The dead are strangers. Or they might as well be, because though we can talk to them, we can’t expect a reply. We’ve never been able to achieve the popularity and the distinct form of publicity described by the fantasy that compels us. We can decide not to foreclose on the things we've never been able to summon/access, but to maintain faith that they're real and available and live, we need to sustain our activity with a fantasy fit to tolerate their continual absence; and it turns out that pretending they're dead weirdly works to keep them alive for the purposes of that effort. We made an open call, saying: hello, please join us. A lyrical address to the dead - apostrophe - works best when they are absent and you are affectively and mentally in sovereign control over the ways that they are ‘with’ you. The condition of that kind of expressive freedom is the absence of your interlocutors, whose death disables the potential anxiety of status shame, of guilt and fear of being caught out as being ideologically inconsistent, and enables the assertion of a defiant right to your engagement, your inclusion and involvement. To be honest one of the biggest barriers for people like us in ‘engaging the public’ is basically just that we’re worried we’ll embarrass ourselves and say the wrong thing and turn out to be imperfect and not able to easily act out our best intentions. 


The game sketches out the conditions for a scene that pesters adults who don’t know (might not know) each other into playing out scenarios of encounter, which is to say, scenarios of risk. Risky business, life in public; often thankless and almost always exhausting. It ought at least to be fun, sometimes. Actual collectivity is way more vulnerable-making and embarrassing than we sometimes let ourselves imagine. Exquisite Corpse provides, with a simplicity and a generality (an impersonality), the necessary conditions for the emergence of ways of engaging with strangers in a way that a) leaves their strangerhood intact, and b) facilitates collaboration without subjecting each stranger to the exhaustive demands of universality.


Regardless of whether every single one of the other participants was your close friend, the game provides a framework, more special than it seems, which mediates the relation between you and Other People as strangers. It is, I suppose, a scene of estrangement, for which the cost of entry is low.

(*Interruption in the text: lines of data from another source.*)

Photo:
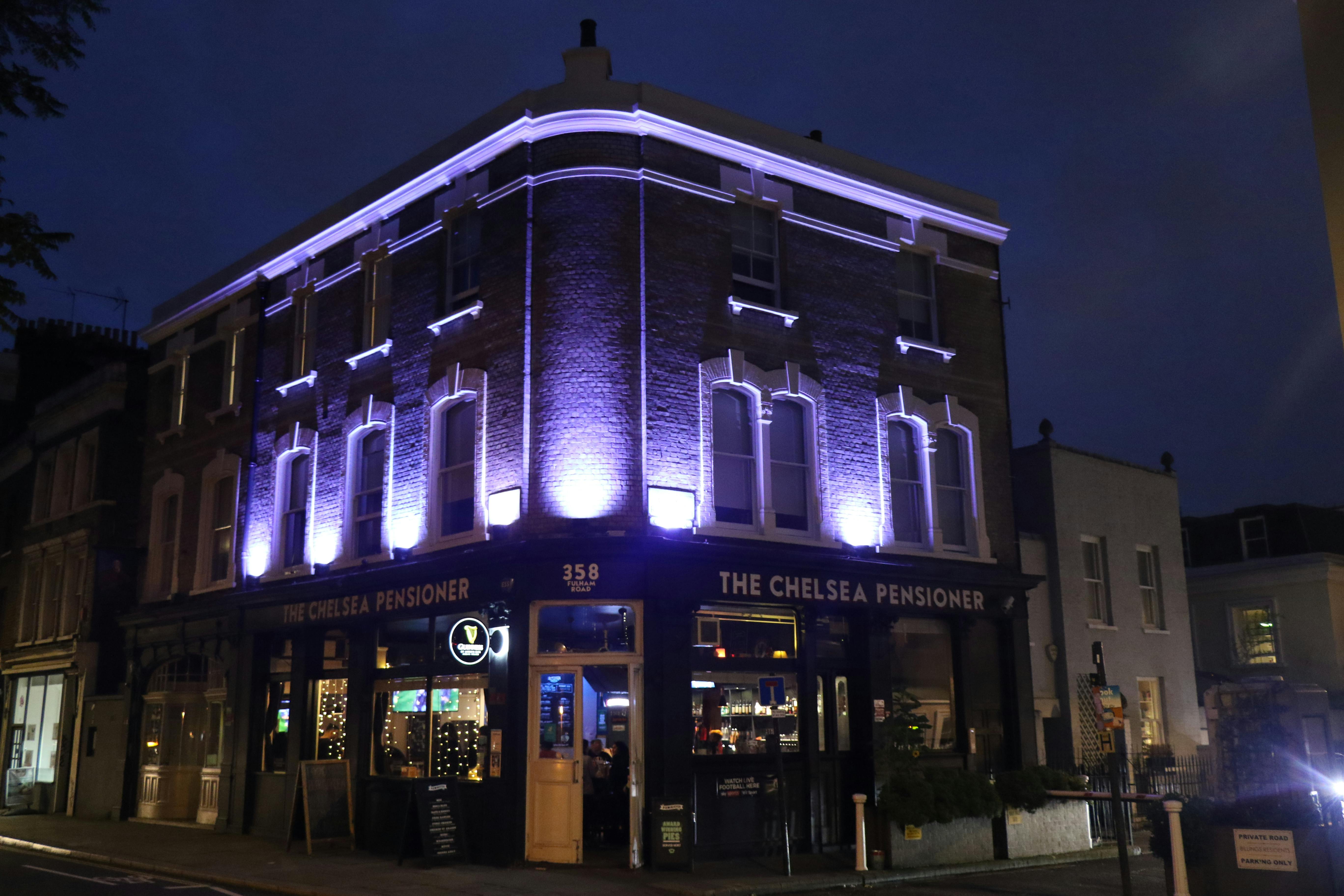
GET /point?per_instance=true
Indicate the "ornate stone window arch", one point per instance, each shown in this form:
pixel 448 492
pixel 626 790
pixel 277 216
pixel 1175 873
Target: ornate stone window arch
pixel 292 515
pixel 217 534
pixel 165 535
pixel 926 420
pixel 455 467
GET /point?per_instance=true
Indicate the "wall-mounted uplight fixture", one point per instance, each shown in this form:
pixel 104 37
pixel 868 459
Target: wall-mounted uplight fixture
pixel 671 508
pixel 503 508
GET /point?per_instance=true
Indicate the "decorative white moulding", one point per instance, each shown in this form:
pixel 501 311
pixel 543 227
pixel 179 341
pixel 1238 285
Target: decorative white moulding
pixel 474 309
pixel 671 508
pixel 503 508
pixel 738 304
pixel 378 350
pixel 905 344
pixel 303 381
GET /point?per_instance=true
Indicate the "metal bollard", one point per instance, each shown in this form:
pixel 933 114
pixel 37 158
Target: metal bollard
pixel 1179 879
pixel 861 841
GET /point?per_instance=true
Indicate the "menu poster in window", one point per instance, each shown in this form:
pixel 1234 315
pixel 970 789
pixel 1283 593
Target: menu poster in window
pixel 323 789
pixel 557 721
pixel 437 811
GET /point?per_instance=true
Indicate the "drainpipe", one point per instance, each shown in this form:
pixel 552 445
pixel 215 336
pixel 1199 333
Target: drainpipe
pixel 260 287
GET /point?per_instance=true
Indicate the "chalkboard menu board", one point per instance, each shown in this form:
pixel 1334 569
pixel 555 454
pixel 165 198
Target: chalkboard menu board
pixel 436 809
pixel 672 835
pixel 327 809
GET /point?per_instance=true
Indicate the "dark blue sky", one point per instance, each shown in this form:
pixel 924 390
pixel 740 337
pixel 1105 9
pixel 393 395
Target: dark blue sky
pixel 1167 266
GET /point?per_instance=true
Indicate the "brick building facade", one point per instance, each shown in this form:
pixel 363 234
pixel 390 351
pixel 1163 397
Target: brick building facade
pixel 660 404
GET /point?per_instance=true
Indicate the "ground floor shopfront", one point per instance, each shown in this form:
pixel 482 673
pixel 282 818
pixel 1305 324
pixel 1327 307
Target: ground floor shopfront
pixel 568 686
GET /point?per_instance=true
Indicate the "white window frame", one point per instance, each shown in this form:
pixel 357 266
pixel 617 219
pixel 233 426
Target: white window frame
pixel 1104 572
pixel 928 418
pixel 1159 709
pixel 1241 530
pixel 287 449
pixel 222 467
pixel 777 288
pixel 179 358
pixel 761 389
pixel 1234 651
pixel 376 316
pixel 459 385
pixel 372 416
pixel 168 486
pixel 1156 588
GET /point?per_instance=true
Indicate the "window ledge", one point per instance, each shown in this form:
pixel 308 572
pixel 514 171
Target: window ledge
pixel 385 350
pixel 738 304
pixel 905 344
pixel 290 573
pixel 303 381
pixel 474 309
pixel 236 409
pixel 471 536
pixel 217 586
pixel 96 503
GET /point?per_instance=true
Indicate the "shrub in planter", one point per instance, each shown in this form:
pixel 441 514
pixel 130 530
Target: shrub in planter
pixel 1027 789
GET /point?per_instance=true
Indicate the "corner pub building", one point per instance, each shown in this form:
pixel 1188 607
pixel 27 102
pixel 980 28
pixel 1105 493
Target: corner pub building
pixel 615 417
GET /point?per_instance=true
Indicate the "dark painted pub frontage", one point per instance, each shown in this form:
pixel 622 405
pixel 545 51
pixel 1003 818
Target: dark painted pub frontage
pixel 703 670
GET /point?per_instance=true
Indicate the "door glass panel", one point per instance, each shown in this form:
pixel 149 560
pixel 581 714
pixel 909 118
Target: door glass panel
pixel 842 713
pixel 557 716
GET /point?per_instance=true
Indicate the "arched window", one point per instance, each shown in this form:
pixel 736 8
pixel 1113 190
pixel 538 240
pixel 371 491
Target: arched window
pixel 458 469
pixel 789 467
pixel 294 519
pixel 906 483
pixel 370 461
pixel 951 465
pixel 224 510
pixel 734 459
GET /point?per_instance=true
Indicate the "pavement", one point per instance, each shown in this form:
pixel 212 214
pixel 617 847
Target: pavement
pixel 245 866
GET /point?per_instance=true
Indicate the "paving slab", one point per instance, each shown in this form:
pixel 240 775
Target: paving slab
pixel 208 856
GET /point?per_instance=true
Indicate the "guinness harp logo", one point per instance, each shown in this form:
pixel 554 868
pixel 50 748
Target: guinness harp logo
pixel 466 641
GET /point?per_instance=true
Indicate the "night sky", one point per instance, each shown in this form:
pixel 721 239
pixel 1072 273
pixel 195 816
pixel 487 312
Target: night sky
pixel 1167 265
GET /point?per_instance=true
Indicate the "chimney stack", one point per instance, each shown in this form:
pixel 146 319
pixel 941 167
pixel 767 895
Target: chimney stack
pixel 588 62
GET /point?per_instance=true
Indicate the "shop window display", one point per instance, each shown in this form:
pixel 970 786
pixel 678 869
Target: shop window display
pixel 732 635
pixel 921 664
pixel 585 628
pixel 745 713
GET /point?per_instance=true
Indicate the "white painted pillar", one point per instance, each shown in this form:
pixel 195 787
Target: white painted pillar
pixel 1182 884
pixel 861 841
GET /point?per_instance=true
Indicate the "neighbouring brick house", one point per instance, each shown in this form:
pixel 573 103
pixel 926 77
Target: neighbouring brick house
pixel 69 502
pixel 613 417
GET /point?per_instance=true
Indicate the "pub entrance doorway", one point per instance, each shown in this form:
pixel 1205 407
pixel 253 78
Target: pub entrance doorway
pixel 585 735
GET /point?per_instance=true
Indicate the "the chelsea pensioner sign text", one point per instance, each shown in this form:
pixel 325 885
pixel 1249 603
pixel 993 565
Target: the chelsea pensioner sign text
pixel 757 585
pixel 374 602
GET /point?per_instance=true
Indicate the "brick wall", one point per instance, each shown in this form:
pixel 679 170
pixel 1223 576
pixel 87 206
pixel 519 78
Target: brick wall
pixel 583 269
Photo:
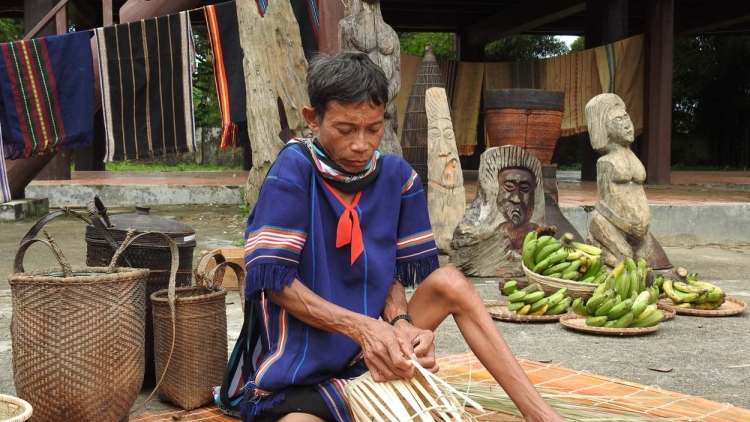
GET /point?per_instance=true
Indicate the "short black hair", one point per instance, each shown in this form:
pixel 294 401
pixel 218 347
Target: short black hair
pixel 349 77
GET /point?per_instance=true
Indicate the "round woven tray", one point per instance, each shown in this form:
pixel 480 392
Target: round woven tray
pixel 550 285
pixel 13 409
pixel 500 312
pixel 730 307
pixel 578 323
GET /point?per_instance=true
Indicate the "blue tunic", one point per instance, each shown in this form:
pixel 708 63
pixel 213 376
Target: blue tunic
pixel 291 234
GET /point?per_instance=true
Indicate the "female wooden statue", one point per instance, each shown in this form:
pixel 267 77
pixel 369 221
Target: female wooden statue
pixel 621 221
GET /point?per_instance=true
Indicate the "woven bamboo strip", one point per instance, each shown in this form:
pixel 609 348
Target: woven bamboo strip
pixel 625 395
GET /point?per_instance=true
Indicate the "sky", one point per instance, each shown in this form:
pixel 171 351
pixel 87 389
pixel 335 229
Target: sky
pixel 567 39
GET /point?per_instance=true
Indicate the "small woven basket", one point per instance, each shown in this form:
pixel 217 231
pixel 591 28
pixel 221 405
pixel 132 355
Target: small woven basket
pixel 13 409
pixel 550 285
pixel 200 335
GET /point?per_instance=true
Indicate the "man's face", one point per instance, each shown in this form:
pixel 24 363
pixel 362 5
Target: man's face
pixel 515 196
pixel 349 133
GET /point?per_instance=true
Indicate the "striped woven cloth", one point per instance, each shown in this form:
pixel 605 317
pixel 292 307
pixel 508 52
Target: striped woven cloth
pixel 223 30
pixel 147 87
pixel 4 186
pixel 46 94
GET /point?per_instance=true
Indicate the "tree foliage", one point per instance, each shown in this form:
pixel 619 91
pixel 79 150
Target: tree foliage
pixel 712 97
pixel 205 102
pixel 524 47
pixel 10 29
pixel 415 42
pixel 578 45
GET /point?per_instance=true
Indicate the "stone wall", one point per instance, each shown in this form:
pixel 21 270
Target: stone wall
pixel 208 143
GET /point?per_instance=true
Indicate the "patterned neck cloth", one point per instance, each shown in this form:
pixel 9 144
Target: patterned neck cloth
pixel 333 173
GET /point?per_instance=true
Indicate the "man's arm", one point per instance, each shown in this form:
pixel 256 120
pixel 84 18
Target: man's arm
pixel 422 340
pixel 384 347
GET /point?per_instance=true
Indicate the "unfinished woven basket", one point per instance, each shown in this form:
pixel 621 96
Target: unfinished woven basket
pixel 424 398
pixel 78 338
pixel 200 336
pixel 13 409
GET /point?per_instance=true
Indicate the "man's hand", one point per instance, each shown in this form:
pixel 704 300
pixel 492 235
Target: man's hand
pixel 387 349
pixel 423 342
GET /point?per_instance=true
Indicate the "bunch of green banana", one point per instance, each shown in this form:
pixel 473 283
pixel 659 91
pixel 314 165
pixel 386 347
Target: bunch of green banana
pixel 607 309
pixel 631 278
pixel 693 293
pixel 531 300
pixel 563 259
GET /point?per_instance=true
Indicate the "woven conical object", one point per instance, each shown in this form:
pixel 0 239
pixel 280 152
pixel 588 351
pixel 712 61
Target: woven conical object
pixel 414 134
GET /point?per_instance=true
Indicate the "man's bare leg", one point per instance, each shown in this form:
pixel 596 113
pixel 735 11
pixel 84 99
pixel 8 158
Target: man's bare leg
pixel 447 292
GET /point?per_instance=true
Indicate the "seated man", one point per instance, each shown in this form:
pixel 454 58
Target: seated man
pixel 337 234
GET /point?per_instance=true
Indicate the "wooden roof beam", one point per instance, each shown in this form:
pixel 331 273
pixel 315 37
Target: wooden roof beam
pixel 522 17
pixel 717 14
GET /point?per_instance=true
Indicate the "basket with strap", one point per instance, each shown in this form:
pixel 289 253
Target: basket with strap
pixel 200 335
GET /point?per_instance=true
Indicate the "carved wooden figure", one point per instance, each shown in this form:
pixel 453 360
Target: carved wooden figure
pixel 620 223
pixel 365 30
pixel 446 198
pixel 509 204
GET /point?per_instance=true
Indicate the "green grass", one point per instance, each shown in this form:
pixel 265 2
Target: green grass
pixel 138 166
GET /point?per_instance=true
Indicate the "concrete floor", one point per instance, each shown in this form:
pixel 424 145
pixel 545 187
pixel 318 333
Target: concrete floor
pixel 708 357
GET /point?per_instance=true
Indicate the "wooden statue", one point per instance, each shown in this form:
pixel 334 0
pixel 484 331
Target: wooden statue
pixel 365 30
pixel 620 223
pixel 509 204
pixel 446 198
pixel 275 68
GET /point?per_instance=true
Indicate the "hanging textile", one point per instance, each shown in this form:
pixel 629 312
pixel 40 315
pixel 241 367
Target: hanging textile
pixel 228 72
pixel 466 104
pixel 146 72
pixel 409 68
pixel 620 67
pixel 223 29
pixel 46 95
pixel 4 185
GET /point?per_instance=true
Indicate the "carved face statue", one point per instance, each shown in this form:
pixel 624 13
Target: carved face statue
pixel 619 126
pixel 515 196
pixel 440 138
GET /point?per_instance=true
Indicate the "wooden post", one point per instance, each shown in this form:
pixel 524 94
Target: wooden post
pixel 331 12
pixel 106 12
pixel 61 21
pixel 606 22
pixel 657 96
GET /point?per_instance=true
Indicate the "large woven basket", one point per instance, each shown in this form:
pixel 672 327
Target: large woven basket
pixel 529 118
pixel 78 338
pixel 13 409
pixel 200 335
pixel 550 284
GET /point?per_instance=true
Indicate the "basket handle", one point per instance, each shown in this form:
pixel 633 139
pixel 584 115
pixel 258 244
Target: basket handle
pixel 131 236
pixel 216 275
pixel 34 230
pixel 200 270
pixel 50 242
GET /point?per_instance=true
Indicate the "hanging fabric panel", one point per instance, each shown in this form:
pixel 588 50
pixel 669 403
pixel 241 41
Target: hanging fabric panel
pixel 147 87
pixel 46 94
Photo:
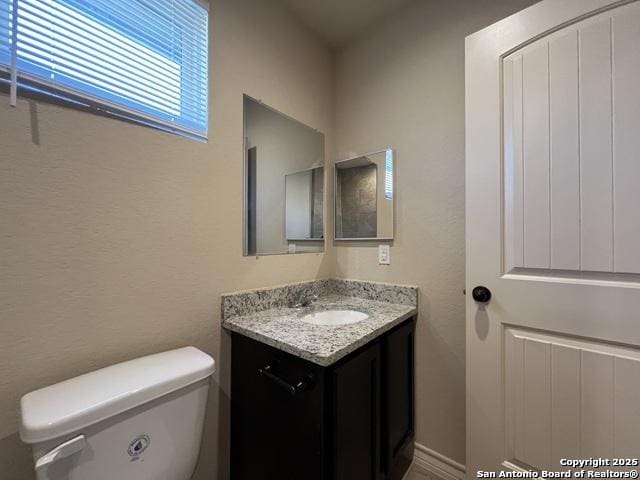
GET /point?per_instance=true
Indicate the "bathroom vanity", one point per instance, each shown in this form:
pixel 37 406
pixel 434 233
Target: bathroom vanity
pixel 318 401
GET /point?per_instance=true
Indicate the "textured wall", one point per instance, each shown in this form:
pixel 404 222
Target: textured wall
pixel 402 86
pixel 117 240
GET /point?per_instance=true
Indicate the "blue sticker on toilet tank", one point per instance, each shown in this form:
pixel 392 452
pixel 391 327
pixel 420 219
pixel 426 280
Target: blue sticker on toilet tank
pixel 138 445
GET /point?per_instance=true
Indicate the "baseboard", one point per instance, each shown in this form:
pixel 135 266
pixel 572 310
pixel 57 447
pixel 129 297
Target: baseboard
pixel 436 464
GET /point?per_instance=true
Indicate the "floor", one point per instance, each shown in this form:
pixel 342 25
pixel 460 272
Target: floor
pixel 419 474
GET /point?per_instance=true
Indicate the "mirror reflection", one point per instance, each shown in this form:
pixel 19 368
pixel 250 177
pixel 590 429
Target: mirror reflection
pixel 304 193
pixel 284 183
pixel 364 194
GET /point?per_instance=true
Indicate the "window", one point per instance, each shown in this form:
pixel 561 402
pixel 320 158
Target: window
pixel 145 60
pixel 388 174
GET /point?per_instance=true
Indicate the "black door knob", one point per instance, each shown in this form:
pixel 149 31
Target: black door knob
pixel 481 294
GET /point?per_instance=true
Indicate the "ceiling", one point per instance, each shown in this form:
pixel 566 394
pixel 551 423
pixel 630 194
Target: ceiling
pixel 339 21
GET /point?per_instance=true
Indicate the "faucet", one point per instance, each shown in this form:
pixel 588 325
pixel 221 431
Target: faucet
pixel 305 301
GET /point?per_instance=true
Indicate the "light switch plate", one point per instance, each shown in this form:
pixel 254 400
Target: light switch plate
pixel 384 255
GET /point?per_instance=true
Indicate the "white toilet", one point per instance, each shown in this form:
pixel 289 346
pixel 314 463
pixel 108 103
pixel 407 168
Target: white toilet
pixel 141 420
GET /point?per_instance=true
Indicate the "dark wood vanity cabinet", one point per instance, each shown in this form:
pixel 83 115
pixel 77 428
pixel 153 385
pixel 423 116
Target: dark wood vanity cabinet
pixel 292 419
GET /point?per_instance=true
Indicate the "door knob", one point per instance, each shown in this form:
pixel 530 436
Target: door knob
pixel 481 294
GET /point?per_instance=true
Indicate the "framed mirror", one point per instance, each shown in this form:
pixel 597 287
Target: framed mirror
pixel 283 183
pixel 364 197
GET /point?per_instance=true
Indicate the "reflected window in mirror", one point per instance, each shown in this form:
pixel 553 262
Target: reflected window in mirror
pixel 284 183
pixel 364 196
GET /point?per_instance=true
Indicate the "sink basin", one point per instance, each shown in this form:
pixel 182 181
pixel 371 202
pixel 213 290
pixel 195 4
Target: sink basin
pixel 334 317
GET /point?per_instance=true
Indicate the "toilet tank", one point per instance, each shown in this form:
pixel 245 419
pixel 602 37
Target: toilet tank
pixel 141 419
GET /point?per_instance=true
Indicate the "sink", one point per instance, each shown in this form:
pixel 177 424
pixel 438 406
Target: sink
pixel 334 317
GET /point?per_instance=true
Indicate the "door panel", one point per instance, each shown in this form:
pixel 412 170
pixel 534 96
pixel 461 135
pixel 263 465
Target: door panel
pixel 569 398
pixel 626 141
pixel 571 156
pixel 552 175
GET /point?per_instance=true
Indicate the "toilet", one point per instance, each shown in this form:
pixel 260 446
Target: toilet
pixel 141 419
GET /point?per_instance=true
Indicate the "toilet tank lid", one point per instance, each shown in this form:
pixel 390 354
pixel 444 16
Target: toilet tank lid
pixel 74 404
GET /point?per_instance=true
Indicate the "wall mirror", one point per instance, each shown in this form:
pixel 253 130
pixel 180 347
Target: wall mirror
pixel 283 183
pixel 364 196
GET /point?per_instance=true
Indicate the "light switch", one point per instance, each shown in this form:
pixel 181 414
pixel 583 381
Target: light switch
pixel 384 254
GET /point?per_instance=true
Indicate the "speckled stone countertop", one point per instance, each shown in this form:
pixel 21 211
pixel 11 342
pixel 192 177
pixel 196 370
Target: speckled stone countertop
pixel 280 326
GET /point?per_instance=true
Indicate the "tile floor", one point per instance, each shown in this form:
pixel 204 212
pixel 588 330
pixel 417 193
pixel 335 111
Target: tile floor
pixel 418 474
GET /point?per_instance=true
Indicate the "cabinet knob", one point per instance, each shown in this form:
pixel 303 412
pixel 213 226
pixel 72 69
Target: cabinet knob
pixel 481 294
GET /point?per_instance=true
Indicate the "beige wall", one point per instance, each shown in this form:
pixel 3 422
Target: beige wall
pixel 402 86
pixel 117 240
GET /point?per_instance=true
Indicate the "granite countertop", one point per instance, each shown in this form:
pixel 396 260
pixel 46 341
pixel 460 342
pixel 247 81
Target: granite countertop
pixel 282 328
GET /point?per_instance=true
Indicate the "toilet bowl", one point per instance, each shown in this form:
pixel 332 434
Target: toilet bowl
pixel 141 419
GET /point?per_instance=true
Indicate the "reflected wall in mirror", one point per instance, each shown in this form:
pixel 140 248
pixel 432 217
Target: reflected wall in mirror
pixel 304 193
pixel 364 195
pixel 284 183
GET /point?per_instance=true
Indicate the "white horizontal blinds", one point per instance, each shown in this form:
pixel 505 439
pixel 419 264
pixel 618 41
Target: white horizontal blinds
pixel 5 35
pixel 145 58
pixel 388 174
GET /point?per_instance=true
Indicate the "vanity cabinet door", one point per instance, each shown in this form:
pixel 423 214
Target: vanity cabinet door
pixel 275 434
pixel 397 399
pixel 356 416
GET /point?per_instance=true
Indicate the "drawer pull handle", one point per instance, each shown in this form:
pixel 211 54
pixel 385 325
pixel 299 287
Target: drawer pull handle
pixel 300 386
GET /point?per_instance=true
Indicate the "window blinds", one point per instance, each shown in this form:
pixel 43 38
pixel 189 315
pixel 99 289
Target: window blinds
pixel 388 174
pixel 144 59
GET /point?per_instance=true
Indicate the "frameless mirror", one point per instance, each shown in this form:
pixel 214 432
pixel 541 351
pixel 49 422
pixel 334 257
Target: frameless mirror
pixel 364 194
pixel 284 183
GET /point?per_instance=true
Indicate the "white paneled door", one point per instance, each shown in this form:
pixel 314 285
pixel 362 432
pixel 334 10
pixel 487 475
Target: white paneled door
pixel 553 233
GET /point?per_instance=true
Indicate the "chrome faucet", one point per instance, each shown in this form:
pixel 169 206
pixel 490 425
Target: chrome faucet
pixel 305 301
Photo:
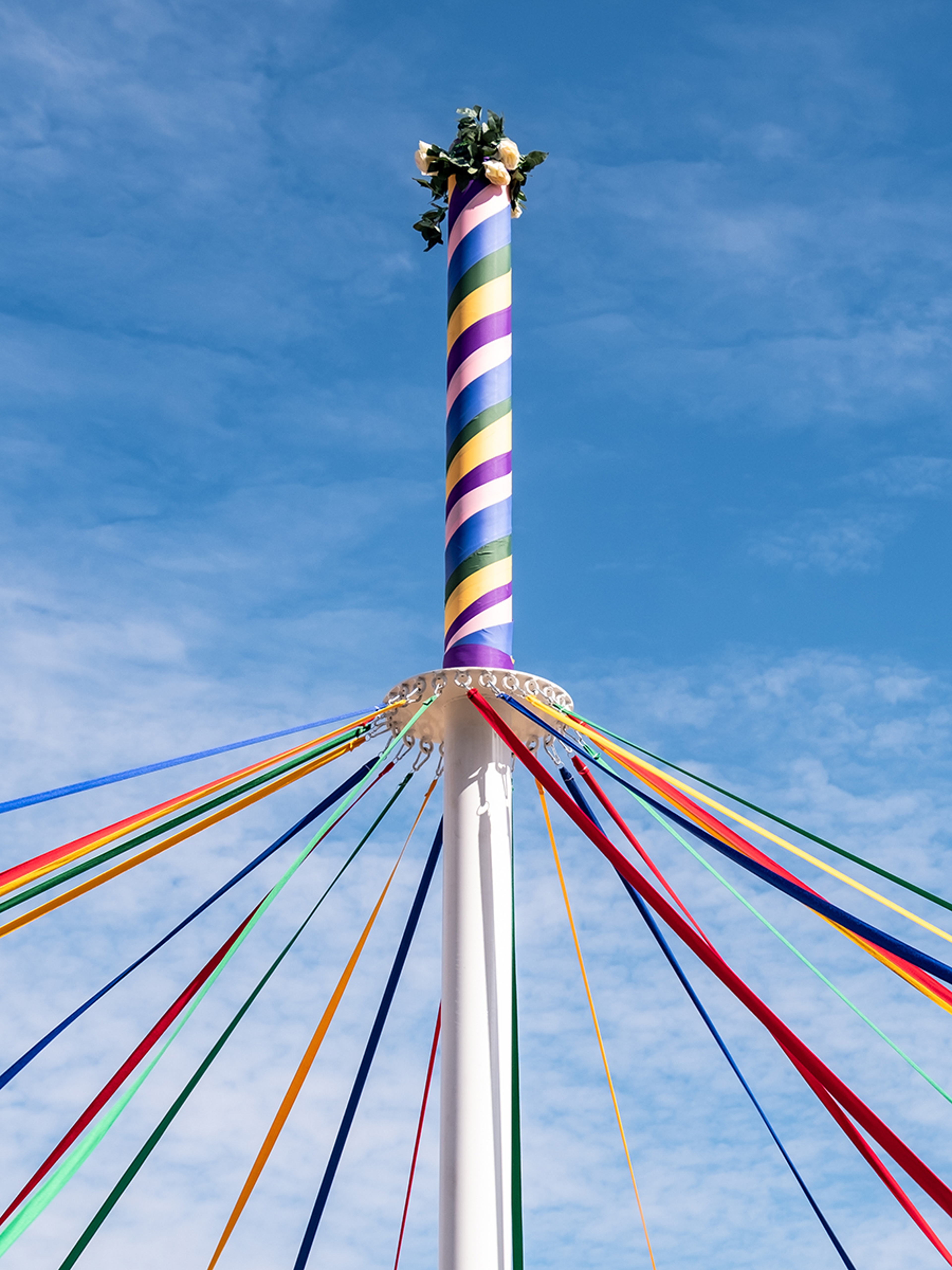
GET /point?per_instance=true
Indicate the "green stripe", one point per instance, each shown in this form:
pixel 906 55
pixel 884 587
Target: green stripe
pixel 497 550
pixel 490 267
pixel 58 879
pixel 518 1254
pixel 483 421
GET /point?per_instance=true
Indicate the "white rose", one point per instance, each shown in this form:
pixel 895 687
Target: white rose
pixel 496 172
pixel 509 154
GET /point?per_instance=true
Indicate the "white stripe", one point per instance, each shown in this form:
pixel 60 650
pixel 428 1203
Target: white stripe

A reasonable ask. The very least. Your involvement in the thing that involves all of you is not contingent on your personality or what you do, beyond your participation. Mere attention brings the thing between us into being. Procedure becomes poiesis; is what it is. The formal protocol of the Exquisite Corpse game provides a decorum of anonymity and a form of mutual availability that doesn’t demand intimate access to the other - is, therefore, liveable. Sociability isn’t about nobility or even generosity. It’s not about friendship with others, either. Society is not friendly association with others; it’s friendly association without others, in the absence of the other, in the exhaustion of relational individuality. Obviously it’s a collective thing, but we’re not trying to make a community; it’s an exercise in low-light, weeknight publicity: pale neon and low-love, low-energy, low-cost exchange of dubious sociality and merely fleeting presence in the room, and how might that be enough.